The tiny hairs on the back of her neck rose. Nobody was that strong.
A hint of a smile curved William’s mouth. Carefully he set her on the pier and caught her by the shoulders. “You okay?”
He was standing too close.
Cerise tilted her face up. “Fine.”
He had a peculiar look on his face, a slightly hungry, possessive expression. His hands on her shoulders felt dry and warm.
If he took a small step forward, his chest would touch her breasts.
Say something, you idiot. Snap him out of it.
“So do you often rescue hobo queens from filthy puddles, Lord Bill?”
“William,” he told her quietly. It sounded like an intimate request.
“How’s your side?”
He let go of her long enough to raise his shirt. The dressing was gone—he’d probably taken it off, the ass—but the cuts had scabbed over. That was some fast healing.

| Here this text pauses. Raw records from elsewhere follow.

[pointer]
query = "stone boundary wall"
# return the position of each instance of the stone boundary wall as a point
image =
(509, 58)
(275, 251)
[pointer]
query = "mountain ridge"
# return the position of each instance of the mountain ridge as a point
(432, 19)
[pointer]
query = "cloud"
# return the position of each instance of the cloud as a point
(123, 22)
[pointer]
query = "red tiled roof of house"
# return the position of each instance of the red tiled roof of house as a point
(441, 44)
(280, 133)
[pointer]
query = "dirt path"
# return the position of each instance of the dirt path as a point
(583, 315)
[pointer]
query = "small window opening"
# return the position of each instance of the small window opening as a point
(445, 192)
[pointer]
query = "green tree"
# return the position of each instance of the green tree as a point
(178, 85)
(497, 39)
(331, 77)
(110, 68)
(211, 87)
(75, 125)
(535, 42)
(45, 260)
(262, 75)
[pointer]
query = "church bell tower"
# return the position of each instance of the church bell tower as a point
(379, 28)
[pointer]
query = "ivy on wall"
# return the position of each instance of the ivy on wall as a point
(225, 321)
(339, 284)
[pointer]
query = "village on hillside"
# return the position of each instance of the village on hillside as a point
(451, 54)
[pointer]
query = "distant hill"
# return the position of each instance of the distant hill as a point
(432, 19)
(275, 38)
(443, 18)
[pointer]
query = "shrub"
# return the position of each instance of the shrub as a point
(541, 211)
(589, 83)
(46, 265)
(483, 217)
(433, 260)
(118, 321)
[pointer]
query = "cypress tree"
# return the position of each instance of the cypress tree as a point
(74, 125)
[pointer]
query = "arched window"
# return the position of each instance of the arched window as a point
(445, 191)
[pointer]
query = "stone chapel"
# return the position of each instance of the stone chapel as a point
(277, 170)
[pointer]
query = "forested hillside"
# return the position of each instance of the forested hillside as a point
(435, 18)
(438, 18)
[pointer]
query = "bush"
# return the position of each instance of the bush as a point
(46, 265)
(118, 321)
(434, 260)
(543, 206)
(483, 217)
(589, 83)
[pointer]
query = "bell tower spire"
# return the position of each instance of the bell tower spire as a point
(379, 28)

William dipped his head, looking at her. There was nothing threatening in his gaze, but she had a distinct sense of being stalked by a large, careful predator. They had to get out of the damn swamp and into town, where there would be other people and she could leave him . . .
“Maybe swimming would be good,” he said.
Oh no. No, no, no.
Cerise looked past him, trying to think of something to say. Her gaze caught on chunks of battered wood bobbing in the lake just beyond the boundary. She squinted at them. Yep, sure enough. Cerise swore.
He turned. “What?”
“See those muddy broken boards in the lake?”
He looked to where she pointed. “Yes?”
“I think that’s our boat.”
 
CERISE stood at the boundary, staring into the Broken and listening to a torrent of cursing ripping from William’s mouth. He had used a couple of words she’d never heard before, and she filed them away for later. She’d have to ask Kaldar what they meant.
The boat was no more. And the long smudge flanked by clawed tracks left no doubt about who was responsible for demolishing it.
“I’ll kill that damn fish with my bare hands!” He must have run out of swear words.
Cerise sighed. One chunk of the punt lay twenty feet to the left, the next was up on a bush, the third was in the lake . . . “Boy, he really must’ve flailed around to throw the pieces so far apart.”
William took it as a sign to unleash another string of curses.
“It’s a lake house,” she said. “There is bound to be some kind of boat in there.”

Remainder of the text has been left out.